Le grand historien Stéphane Audoin-Rouzeau explique dans un livre magnifique pourquoi il a consacré sa vie à 14-18. Son ami Marc Dugain, auteur de "la Chambre des officiers", l'a lu pour "l'Obs".
Bataille de la Somme, 1916 E.R.L./SIPA
Nous étions une sorte de tribu. De notre génération,
Stéphane Audoin-Rouzeau était le plus sanglé, le plus drôle, le plus
aiguisé, le plus moqueur, le plus pudique. Au tout début de l'âge
adulte, il entre en guerre de 14 comme en religion. Alors que les autres
balbutient, hésitent, se grisent, louvoient, il se structure.

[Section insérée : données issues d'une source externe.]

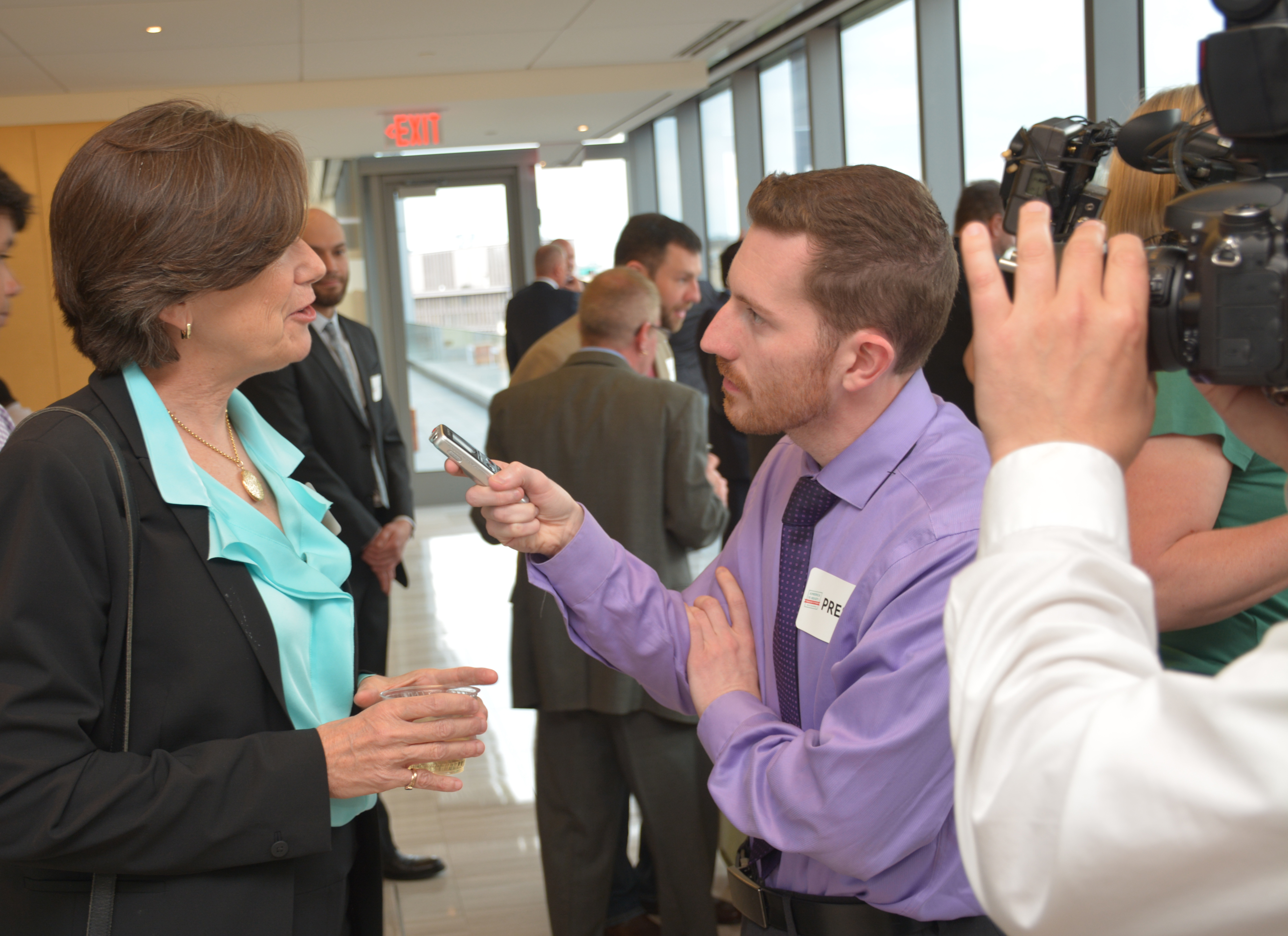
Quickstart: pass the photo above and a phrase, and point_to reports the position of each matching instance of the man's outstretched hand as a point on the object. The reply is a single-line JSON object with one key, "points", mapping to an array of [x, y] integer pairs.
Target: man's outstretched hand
{"points": [[544, 526], [722, 657], [1063, 362]]}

Inflexible dans sa détermination, il est devenu un grand prêtre de la Grande Guerre, l'un des spécialistes les plus estimés, d'une rigueur incontestée.Les plus grands prêtres ne croient pas en Dieu, ils le cherchent. Stéphane n'explique pas la guerre de 14. Cela fait bientôt quarante ans qu'il travaille à lui rendre ce qu'elle est, une plaie béante dans l'âme occidentale, aussi incompréhensible que le mal dans sa forme unique: l'homme. Son approche scientifique irréprochable semble avoir été développée pour empêcher de donner à cette horreur une forme rationnelle définitive. Le mystère de cet «abattoir international», pour citer Céline, est dans chacun d'entre nous et il y demeure.
Au crépuscule de la cinquantaine, notre prêtre se défroque. Il quitte la guerre de 14, abandonne son sacerdoce et écrit un livre magnifique qui rompt d'une façon bouleversante avec cette dévotion et qui l'explique. Stéphane Audoin-Rouzeau vient de perdre sa mère, qui est ma marraine. Il a l'âge auquel est mort son père, Philippe, cette grande ombre qui a pesé sur nous tous par son charisme, son agilité intellectuelle insolente, sa culture abyssale, sa générosité infinie, son goût pour la liberté comme aucun adulte ne nous en avait jamais donné l'exemple avant lui.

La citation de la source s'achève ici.